Aunque ella lo negó, la controversia expuso la lógica subterránea del programa: acelerar resultados a toda costa, incluso a riesgo de la salud de los participantes. Dos décadas después, se comprende que más que un reality sobre «vidas transformadas», ‘The Biggest Loser’ encarnó un modelo cultural que asociaba la gordura con fracaso moral y la delgadez con redención.
La pérdida de peso se narraba como victoria individual, producto de fuerza de voluntad, ocultando factores estructurales como genética, pobreza o acceso limitado a alimentación saludable.
La espectacularización de la pérdida de peso no promovía la salud, sino la competitividad y el castigo.
Tras el apagón de las cámaras, muchos concursantes quedaron abandonados, sin apoyo médico ni psicológico.
El relato de éxito terminaba en plató; la realidad, en soledad. Hoy las cadenas y plataformas proclaman un «deber de cuidado» hacia los participantes.
El impacto de esa narrativa se vuelve inquietante al superponerse con los datos de salud pública.
En España, más de 400.000 personas conviven actualmente con algún trastorno de la conducta alimentaria (TCA), según la Fundación Fita y la Asociación Española para el Estudio de los Trastornos de la Conducta Alimentaria (AEETCA).
La prevalencia se concentra en jóvenes y adolescentes: aproximadamente un 5 % de la población de entre 12 y 21 años sufre anorexia, bulimia o trastorno por atracón, siendo las mujeres las más afectadas.
Los estudios recientes muestran un aumento sostenido de los casos en la última década, exacerbado por la presión estética de las redes sociales y la cultura de la apariencia.
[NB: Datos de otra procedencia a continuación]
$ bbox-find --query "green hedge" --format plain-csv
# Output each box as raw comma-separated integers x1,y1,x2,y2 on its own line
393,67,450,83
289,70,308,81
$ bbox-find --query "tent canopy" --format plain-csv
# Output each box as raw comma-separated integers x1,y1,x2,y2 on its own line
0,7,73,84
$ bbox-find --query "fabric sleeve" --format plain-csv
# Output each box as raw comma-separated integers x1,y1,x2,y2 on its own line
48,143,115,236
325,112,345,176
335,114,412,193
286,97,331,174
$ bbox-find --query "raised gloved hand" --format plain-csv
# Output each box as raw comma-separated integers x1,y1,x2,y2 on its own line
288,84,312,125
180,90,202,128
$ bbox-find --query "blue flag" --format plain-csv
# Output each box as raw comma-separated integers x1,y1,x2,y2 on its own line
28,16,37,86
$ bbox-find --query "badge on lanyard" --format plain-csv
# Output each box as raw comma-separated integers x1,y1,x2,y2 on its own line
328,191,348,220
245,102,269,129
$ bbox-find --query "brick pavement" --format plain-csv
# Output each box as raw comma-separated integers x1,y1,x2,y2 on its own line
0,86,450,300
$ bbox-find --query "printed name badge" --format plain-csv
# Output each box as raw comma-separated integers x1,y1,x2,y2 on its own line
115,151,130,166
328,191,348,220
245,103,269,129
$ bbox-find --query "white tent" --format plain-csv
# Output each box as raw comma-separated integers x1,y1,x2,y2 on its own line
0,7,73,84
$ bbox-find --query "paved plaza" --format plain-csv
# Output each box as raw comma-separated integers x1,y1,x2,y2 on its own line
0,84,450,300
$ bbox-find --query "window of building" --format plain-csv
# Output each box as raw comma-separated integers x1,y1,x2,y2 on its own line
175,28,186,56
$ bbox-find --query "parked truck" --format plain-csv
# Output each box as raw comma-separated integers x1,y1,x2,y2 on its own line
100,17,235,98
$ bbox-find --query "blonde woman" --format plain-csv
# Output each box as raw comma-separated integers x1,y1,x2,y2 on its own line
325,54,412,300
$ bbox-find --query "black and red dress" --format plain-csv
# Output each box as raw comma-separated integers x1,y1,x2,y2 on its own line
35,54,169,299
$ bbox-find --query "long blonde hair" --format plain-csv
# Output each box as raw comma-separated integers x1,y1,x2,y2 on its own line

Hoy, la obsesión por la pérdida rápida de peso que popularizó The Biggest Loser encuentra un reflejo inquietante en la popularidad de medicamentos como el Ozempic, fármaco originalmente destinado a la diabetes que se ha convertido en tendencia por su capacidad para reducir el apetito y la absorción calórica.
Al igual que en aquel reality, muchas personas se sienten impulsadas a consumir estos fármacos para acelerar resultados, siguiendo la misma lógica de «solución rápida» que promovía el programa: adelgazar de manera inmediata y visible, sin atender a la salud a largo plazo.
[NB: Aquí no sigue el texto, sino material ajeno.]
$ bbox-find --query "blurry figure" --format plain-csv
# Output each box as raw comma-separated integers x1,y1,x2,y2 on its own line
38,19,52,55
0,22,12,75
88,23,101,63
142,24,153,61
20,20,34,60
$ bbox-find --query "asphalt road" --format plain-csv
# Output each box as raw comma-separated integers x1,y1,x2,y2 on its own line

El caso de ‘The Biggest Loser’ nos devuelve, en última instancia, a una pregunta incómoda: ¿qué tipo de narrativas sobre el cuerpo y el dolor estamos dispuestos a consumir como entretenimiento? La televisión del nuevo milenio convirtió la transformación física en producto aspiracional y el sufrimiento en espectáculo rentable.
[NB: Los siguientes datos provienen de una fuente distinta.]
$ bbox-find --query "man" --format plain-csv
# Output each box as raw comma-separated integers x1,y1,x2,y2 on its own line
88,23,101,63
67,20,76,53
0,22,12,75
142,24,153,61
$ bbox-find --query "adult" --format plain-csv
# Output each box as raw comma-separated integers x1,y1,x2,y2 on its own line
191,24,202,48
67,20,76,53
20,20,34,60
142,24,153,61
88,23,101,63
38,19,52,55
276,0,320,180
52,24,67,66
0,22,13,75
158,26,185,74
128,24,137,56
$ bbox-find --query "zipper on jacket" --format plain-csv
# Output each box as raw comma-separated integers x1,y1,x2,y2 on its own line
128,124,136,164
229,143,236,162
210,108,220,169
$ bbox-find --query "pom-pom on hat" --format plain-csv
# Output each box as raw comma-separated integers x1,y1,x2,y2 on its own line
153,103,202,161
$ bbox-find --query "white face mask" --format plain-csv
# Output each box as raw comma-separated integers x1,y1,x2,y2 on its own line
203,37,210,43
El documental recuerda que, más allá de la audiencia y los índices de share, quedaron cuerpos con secuelas y biografías marcadas por una promesa incumplida: la de que todo sacrificio, si se hace frente a las cámaras, merecerá la pena. Y, sobre todo, que burlarse de los cuerpos ajenos y presentarlos como fracasos fue uno de los pilares invisibles del entretenimiento de aquel tiempo.